Suffer For Beauty
By Parker Barry
Are you “straight-laced” or are you a “loose woman”? The term “loose woman” originates from whether or not a woman’s corset was “straight laced” meaning she was difficult to undress. The corset was seen as a woman’s armor against lust.
The White River Valley Museum in Auburn, WA is having an exhibit until June 17 called “Suffer For Beauty” about women’s lingerie and undergarments throughout history. The change in women’s undergarments represents a change in how society views women.
This museum is extremely tiny and the curator may or may not follow you around as you diligently examine various pieces of underwear from the late 1800s. It kind of feels like a scene from the T.V. show “Portlandia.” They have women’s clothing ranging from the 19th century to the early 70s, showing how women’s fashion has changed; in particular how women’s lingerie has evolved into modern times. The museum curator even explained that when she was growing up in the 50s she had to wear a “girdle,” something that she pointed out in the exhibit. It is a piece of clothing meant to make sure that, as she put it, “nothing jiggles.”

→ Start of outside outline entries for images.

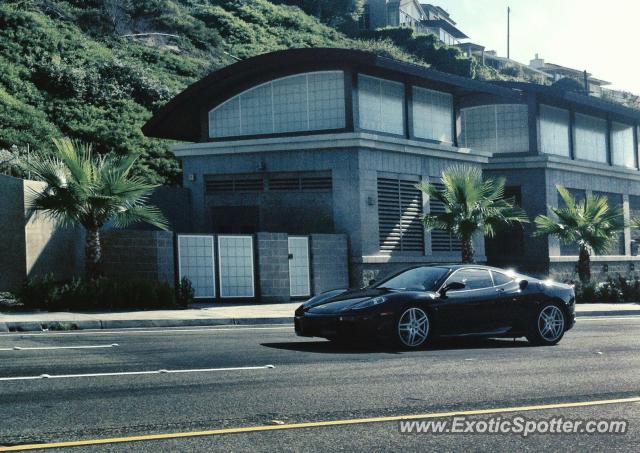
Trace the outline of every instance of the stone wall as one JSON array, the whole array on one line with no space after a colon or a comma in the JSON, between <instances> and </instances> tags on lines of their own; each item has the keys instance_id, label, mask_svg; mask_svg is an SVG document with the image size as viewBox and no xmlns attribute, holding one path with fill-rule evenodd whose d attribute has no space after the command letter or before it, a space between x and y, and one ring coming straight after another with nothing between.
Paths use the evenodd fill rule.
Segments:
<instances>
[{"instance_id":1,"label":"stone wall","mask_svg":"<svg viewBox=\"0 0 640 453\"><path fill-rule=\"evenodd\" d=\"M257 233L260 300L289 302L289 245L286 233Z\"/></svg>"},{"instance_id":2,"label":"stone wall","mask_svg":"<svg viewBox=\"0 0 640 453\"><path fill-rule=\"evenodd\" d=\"M313 294L349 287L348 256L345 234L311 235L311 291Z\"/></svg>"},{"instance_id":3,"label":"stone wall","mask_svg":"<svg viewBox=\"0 0 640 453\"><path fill-rule=\"evenodd\" d=\"M109 230L102 235L103 270L110 277L175 283L173 233Z\"/></svg>"}]
</instances>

Victorian-age fashion is probably the most bizzare. A woman’s waist size was considered crucial to her femininity and standing as a woman in society. The layers of clothing that women had to wear in the Victorian era were extensive. Women were required to wear layers of clothes to “keep everything in place” and to accentuate certain aspects of the female form. These layers included the corset, chemise, hose, drawers, hat, bodice, skirt, shoes, petticoat and bustle.

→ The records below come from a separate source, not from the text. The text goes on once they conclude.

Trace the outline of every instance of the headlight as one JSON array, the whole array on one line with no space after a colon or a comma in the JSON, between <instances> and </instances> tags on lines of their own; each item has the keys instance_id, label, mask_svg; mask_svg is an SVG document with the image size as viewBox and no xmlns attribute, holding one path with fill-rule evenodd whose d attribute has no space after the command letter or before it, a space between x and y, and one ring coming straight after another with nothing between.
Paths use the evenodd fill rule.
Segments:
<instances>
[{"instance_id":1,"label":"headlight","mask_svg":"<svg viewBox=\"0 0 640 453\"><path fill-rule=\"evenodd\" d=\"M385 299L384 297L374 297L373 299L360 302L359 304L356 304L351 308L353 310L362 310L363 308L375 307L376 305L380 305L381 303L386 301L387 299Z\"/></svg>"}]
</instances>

A “bustle” was an undergarment meant to exaggerate a woman’s bottom. The bustle was made out of coil springs or sometimes even bagged horse hair tied around the waist with layers of fabric hanging over for dramatic effect. The bustle often looks like a wired cage that is placed under the dress. It originated as a roll of fabric around the waist to hold the dress up off the ground but then became dramatized as a fashion statement. Having a large bustle showed that a woman was wealthy and did not have to work for a living, since she could not do any housework with such a large contraption attached to her.
The history behind changes in fashion often represent the era in which women were having to adapt. For instance, during WWI the style in female fashion became drastically more masculine. This was due to the fact that women were finally entering the workforce while the men were fighting overseas — short hair and straight, slim silhouetted dresses became fashionable as women had to take on formally masculine roles in society. Brassieres were made to push everything down and create a sort of flat-chested “uni-boob.”
The “Suffer For Beauty” exhibit shows how different modern female fashion is and how far we have come from objectifying and standardizing the female form. There is much more progress that needs to be made but “Suffer For Beauty” gives some perspective on the history of expectations for a woman’s body.
Although these forms of undergarments feel very old-fashioned, there are many lingerie pieces worn in modern day that resemble them. Garments such as “waist trainers,” corsets you put on your torso in order to “train” your waist to be slimmer, are eerily similar to clothing like “spanx,” worn by modern-day women to smooth out their curves.
“After going to this exhibit it made me feel so appreciative of my pants that I am freely allowed to wear.” Hanna Woods, a junior at the University of Puget Sound said.